According to Spero, Operation Stolen Promise was built on four pillars — Partnerships, Investigation, Disruption, and Education. Under the Partnerships pillar, in addition to other government agencies, HSI and the IRS have been working with private-sector companies that specialize in artificial intelligence, machine learning, and data analytics to “build out our platform,” Spero noted.

Indeed, panelist Dinkins of TRSS explained that his company has been providing assistance to law enforcement for many years, particularly in areas where data-intensive forensics are required.

“Data analytics can do multiple things,” Dinkins said. Not only can it find people who are linked together in an organization (a drug cartel, for example), “it can even highlight who the most influential and important people are in those organizations,” Dinkins explained. “So, when law enforcement is trying to prioritize how they are going to dismantle and disrupt an organization, data analytics can highlight who to go after that will have the biggest impact.”

A societal approach

In the fight against COVID-19 fraud, data-mining and financial forensics have become such essential tools partly because almost all significant financial transactions now occur online. “Financial institutions are sitting on a gold mine of transactional activity, if they know what to look for,” Dinkins said. “It’s great to see how sophisticated law enforcement has gotten using data science and analysis to shed light on organizations they never would have been able to target otherwise.”

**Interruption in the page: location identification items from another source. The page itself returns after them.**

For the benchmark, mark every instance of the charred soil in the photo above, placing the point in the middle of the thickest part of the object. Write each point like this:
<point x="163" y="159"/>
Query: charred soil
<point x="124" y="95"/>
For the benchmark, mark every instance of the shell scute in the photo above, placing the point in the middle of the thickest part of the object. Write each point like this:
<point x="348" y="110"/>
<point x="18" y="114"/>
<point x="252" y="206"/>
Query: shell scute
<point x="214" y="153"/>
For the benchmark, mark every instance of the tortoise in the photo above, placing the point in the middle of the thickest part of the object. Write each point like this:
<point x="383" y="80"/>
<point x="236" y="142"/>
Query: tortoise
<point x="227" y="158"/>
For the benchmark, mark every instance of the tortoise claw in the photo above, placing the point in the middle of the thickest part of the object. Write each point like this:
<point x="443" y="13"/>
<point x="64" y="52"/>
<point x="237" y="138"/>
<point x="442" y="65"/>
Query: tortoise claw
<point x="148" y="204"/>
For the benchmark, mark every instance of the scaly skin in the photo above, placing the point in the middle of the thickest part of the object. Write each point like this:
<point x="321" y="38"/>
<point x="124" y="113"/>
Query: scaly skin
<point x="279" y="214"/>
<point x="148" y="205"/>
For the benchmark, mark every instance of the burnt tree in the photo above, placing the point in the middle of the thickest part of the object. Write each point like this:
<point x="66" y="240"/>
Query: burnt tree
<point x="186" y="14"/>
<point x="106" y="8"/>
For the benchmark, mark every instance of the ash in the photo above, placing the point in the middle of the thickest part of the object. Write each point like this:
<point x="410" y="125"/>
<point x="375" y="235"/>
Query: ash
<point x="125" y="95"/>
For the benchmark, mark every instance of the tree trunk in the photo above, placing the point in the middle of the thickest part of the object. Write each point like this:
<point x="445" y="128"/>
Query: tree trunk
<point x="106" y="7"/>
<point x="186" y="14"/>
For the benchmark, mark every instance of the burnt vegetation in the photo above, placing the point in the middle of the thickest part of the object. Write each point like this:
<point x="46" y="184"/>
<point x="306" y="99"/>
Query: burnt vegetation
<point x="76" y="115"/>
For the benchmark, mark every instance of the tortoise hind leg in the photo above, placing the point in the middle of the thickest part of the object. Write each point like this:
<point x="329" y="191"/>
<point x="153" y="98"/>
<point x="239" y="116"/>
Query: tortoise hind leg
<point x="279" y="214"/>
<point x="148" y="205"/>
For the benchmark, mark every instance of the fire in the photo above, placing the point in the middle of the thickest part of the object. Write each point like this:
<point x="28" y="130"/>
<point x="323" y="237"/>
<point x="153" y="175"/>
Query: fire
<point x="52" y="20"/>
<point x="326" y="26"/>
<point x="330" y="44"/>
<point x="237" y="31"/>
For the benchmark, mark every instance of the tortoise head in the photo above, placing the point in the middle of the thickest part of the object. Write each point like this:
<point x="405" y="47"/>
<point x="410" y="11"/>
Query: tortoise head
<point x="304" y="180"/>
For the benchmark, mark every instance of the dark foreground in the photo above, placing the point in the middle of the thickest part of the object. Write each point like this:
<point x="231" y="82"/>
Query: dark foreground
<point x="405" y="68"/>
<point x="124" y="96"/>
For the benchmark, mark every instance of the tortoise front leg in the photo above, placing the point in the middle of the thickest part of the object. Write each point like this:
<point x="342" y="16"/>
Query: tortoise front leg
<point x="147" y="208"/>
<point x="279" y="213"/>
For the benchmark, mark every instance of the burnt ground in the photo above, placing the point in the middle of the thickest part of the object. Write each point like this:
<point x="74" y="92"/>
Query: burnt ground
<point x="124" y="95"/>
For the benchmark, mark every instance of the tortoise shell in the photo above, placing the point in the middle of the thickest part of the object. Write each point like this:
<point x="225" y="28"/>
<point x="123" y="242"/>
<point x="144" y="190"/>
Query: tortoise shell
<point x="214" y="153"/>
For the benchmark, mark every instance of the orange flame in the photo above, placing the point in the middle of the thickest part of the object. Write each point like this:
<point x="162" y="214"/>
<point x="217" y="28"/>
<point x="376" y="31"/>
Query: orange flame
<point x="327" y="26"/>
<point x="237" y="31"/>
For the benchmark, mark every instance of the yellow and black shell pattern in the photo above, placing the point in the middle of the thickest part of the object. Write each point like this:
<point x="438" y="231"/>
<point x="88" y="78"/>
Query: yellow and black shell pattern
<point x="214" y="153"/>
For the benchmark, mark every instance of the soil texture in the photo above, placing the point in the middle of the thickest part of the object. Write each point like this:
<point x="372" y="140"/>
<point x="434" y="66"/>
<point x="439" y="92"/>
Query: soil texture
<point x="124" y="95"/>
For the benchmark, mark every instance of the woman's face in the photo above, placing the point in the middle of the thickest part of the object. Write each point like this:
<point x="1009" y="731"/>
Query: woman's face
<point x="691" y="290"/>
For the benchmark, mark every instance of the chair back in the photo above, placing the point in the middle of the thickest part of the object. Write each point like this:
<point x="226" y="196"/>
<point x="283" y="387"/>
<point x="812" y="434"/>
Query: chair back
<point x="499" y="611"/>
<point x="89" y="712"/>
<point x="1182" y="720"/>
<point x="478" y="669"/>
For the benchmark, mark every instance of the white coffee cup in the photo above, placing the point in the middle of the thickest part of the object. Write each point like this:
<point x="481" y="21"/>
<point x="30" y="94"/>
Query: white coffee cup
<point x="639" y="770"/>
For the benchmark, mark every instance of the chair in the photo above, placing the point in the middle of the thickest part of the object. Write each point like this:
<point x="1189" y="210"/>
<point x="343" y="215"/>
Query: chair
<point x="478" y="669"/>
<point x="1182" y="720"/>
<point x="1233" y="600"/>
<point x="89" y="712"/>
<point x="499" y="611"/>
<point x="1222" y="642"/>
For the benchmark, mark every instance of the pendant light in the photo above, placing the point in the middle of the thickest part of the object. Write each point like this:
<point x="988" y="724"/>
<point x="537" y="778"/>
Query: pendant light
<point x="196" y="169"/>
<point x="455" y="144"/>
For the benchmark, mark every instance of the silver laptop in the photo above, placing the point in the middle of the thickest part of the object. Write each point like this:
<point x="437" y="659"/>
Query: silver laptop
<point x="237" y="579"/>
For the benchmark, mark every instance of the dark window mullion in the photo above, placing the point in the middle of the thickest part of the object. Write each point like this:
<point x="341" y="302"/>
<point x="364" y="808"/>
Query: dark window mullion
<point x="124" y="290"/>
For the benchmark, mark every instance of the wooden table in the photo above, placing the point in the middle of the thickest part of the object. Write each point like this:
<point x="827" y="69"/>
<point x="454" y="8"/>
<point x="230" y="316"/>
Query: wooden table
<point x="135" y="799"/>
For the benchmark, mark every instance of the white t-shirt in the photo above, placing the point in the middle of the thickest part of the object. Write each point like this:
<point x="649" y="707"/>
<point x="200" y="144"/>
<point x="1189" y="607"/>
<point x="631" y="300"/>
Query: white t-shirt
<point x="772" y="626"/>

The extraordinary network of partnerships that comprise Operation Stolen Promise — including federal, state, and local agencies, financial institutions, and private-sector companies — is what the IRS’s Orlando means when he refers to a “whole-of-government” approach —but it involves more than just government.

“This is really a societal approach,” Orlando said. “This pandemic touches each and everyone that inhabits this planet in some way, shape, or form. It is my sincere hope that when the history books are written about this pandemic, our [societal approach] will be part of the story.”